3 Replies Latest reply on Oct 7, 2021 3:50 PM by Darren Wrigley

    Spark code scanner in EDC 10.5

    Sridhar Raju New Member

      Hi Team,

       

      We are using Spark for ETL processing between the data sources.

      We would like to extract the lineage from Spark and capture in EDC.

      Does EDC 10.5 support extracting the lineage information from Spark ?

       

      I went through the PAM for Informatica Platform v10.5 document but couldn't figure out if it's feasible.

       

      Regards,

      Sridhar

        • 1. Re: Spark code scanner in EDC 10.5
          user186817 Guru

          Hi Sridhar,

           

          Are you talking about Informatica mappings executed using the Spark engine or your own Spark applications created outside Informatica?

           

          Regards,
          Lluís

          • 2. Re: Spark code scanner in EDC 10.5
            Sridhar Raju New Member

            Hi Lluís,

             

            Here is the architecture where Spark is being used as an ETL tool from Level 0 to Level 1

            So, it is out of informatica and Spark SQL used an ETL process.

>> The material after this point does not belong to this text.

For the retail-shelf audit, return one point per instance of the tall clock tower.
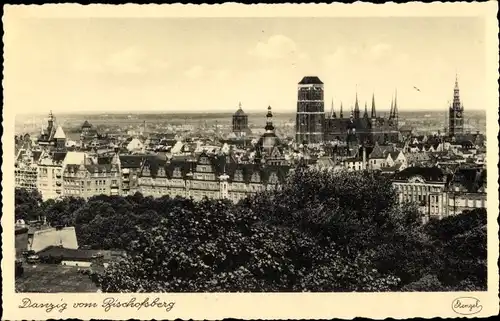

            Do we have scanners available to extract the information from Spark SQL code ?

             

             

            • 3. Re: Spark code scanner in EDC 10.5
              Darren Wrigley Guru

              is the sql separate from the code? - e.g. in a .sql file vs embedded in python/scala/java code?  if yes we can probably scan with a db specific scripts scanner.  what is the target db?

               

              we don't have a spark scanner at the moment - the closest to that is a new databricks notebooks scanner that will scan pyspark code (python code using the spark api) looking for file and database i/o.  this is the first scanner that reads code that uses the spark api & what we learn from that will be used for a more generalized scanner at some point.